Представление Юлиана произвело впечатление: каждый мысленно увидел свои сочинения на бескрайних российских просторах и услышал звон золотого дождя, который вот-вот прольется на них. Разочаровывать наших гостей охотников не нашлось.

Когда речь зашла о практической стороне предложенных Юлианом проектов, Алеше Московичу почему-то пришлось по душе мое выступление. Видимо, потому, что я пытался чуть остудить прожектерские восторги нашего председателя. Москович внимательно слушал, потом выкрикнул:

— Вот с этим человеком я готов работать!

Работать мне с ним не пришлось, но мы подружились.
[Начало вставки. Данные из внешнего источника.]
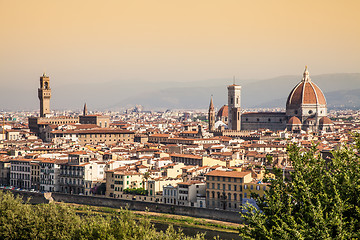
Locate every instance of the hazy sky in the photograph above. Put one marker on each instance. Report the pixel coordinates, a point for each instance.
(79, 41)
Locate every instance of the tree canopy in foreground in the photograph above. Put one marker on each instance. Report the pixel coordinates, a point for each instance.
(322, 200)
(21, 220)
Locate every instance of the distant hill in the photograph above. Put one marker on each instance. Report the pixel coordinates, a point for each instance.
(340, 90)
(260, 94)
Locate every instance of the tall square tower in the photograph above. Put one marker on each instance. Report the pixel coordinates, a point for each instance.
(44, 94)
(234, 107)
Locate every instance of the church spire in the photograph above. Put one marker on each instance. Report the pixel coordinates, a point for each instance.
(85, 110)
(306, 77)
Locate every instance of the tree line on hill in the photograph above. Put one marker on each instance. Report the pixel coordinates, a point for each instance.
(321, 201)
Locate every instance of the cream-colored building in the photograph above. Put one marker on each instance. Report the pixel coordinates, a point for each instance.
(118, 180)
(229, 190)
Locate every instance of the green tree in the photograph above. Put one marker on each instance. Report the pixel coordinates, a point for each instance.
(321, 201)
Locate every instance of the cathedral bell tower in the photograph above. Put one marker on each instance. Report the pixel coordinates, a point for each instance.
(211, 116)
(234, 107)
(44, 94)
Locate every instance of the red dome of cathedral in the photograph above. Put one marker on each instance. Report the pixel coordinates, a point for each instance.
(223, 112)
(325, 120)
(294, 121)
(306, 92)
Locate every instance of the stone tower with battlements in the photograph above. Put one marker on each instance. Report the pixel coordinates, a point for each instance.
(211, 116)
(234, 107)
(44, 94)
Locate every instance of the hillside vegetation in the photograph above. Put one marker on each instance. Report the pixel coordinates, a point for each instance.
(21, 220)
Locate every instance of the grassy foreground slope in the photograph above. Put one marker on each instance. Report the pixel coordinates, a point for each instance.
(21, 220)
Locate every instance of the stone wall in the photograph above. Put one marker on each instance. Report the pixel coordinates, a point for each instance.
(152, 207)
(38, 198)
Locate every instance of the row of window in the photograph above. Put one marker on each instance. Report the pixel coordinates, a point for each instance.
(19, 176)
(229, 197)
(20, 168)
(225, 179)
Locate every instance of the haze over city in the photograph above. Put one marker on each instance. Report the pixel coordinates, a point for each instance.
(105, 53)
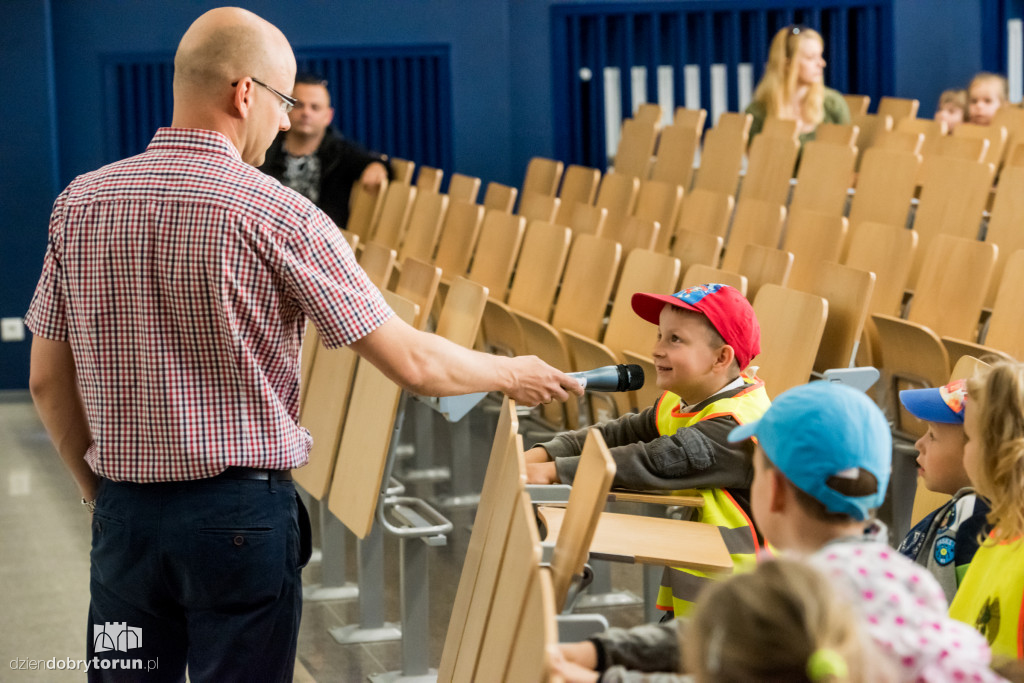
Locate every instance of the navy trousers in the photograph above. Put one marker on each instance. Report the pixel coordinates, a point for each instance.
(204, 574)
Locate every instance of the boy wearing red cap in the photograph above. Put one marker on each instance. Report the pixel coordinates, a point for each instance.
(707, 336)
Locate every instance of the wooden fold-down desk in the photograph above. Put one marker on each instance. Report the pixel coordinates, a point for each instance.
(639, 540)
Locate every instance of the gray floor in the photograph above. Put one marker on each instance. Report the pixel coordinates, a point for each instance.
(44, 537)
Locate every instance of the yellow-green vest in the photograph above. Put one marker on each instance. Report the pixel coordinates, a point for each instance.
(680, 586)
(991, 597)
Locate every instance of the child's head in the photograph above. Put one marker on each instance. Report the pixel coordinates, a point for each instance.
(952, 108)
(993, 455)
(706, 336)
(781, 622)
(941, 447)
(826, 449)
(985, 95)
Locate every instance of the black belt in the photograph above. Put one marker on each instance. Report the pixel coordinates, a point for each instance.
(255, 473)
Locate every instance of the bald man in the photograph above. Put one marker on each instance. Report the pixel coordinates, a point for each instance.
(315, 160)
(167, 322)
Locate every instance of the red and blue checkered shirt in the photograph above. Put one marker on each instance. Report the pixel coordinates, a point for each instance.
(182, 279)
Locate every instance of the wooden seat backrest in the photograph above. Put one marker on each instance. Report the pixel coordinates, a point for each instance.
(659, 202)
(497, 251)
(813, 238)
(756, 221)
(885, 187)
(428, 179)
(699, 273)
(677, 150)
(424, 226)
(542, 261)
(586, 287)
(378, 262)
(464, 187)
(764, 265)
(402, 169)
(500, 198)
(617, 194)
(692, 119)
(995, 134)
(636, 146)
(503, 483)
(366, 206)
(792, 324)
(535, 206)
(953, 195)
(722, 156)
(900, 140)
(697, 248)
(848, 292)
(590, 492)
(418, 283)
(1005, 222)
(888, 252)
(363, 452)
(940, 300)
(395, 211)
(898, 108)
(837, 133)
(706, 211)
(1006, 326)
(775, 127)
(824, 177)
(857, 103)
(770, 169)
(460, 318)
(458, 240)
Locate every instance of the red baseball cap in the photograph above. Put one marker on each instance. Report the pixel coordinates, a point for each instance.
(724, 306)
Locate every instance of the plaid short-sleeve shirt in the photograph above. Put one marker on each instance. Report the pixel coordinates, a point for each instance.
(182, 279)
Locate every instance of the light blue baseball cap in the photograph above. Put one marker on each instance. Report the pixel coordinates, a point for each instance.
(820, 430)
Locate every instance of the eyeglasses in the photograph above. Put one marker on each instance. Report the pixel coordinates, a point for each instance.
(287, 102)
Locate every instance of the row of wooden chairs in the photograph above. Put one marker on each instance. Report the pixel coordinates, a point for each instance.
(504, 610)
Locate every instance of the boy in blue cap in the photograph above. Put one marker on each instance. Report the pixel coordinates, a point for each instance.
(946, 539)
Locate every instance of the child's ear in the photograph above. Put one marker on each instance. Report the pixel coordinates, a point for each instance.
(778, 492)
(725, 356)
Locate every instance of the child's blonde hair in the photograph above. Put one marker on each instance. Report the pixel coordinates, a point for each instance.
(781, 73)
(996, 394)
(780, 623)
(983, 77)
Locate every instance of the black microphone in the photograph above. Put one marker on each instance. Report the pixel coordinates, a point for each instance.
(611, 378)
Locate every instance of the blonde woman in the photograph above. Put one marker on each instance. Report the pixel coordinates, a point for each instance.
(793, 85)
(991, 593)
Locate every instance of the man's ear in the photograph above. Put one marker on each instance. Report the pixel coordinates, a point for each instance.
(243, 99)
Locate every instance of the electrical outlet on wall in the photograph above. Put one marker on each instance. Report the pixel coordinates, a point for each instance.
(11, 329)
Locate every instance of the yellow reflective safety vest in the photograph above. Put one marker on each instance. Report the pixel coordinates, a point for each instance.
(679, 586)
(991, 597)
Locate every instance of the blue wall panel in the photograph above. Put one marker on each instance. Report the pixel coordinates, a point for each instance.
(28, 167)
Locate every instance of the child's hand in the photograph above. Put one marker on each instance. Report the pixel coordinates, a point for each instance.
(542, 473)
(569, 671)
(537, 455)
(583, 653)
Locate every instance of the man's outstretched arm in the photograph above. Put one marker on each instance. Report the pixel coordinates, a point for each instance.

Увы, дружба была недолгой: всего десять лет, до самой его кончины. На книжечке, ему посвященной, он сделал мне надпись: «В память о нашей дружбе, которая началась в Ялте, продолжается в Париже и Москве и будет продолжаться всегда». Слово «всегда» он подчеркнул, и я понимаю смысл этого подчеркивания. «Всегда» — значит до тех пор, пока останется хотя бы один из нас. Оттого мне и кажется, что наше общение продолжается, и я всегда думаю об Алеше, как о живом.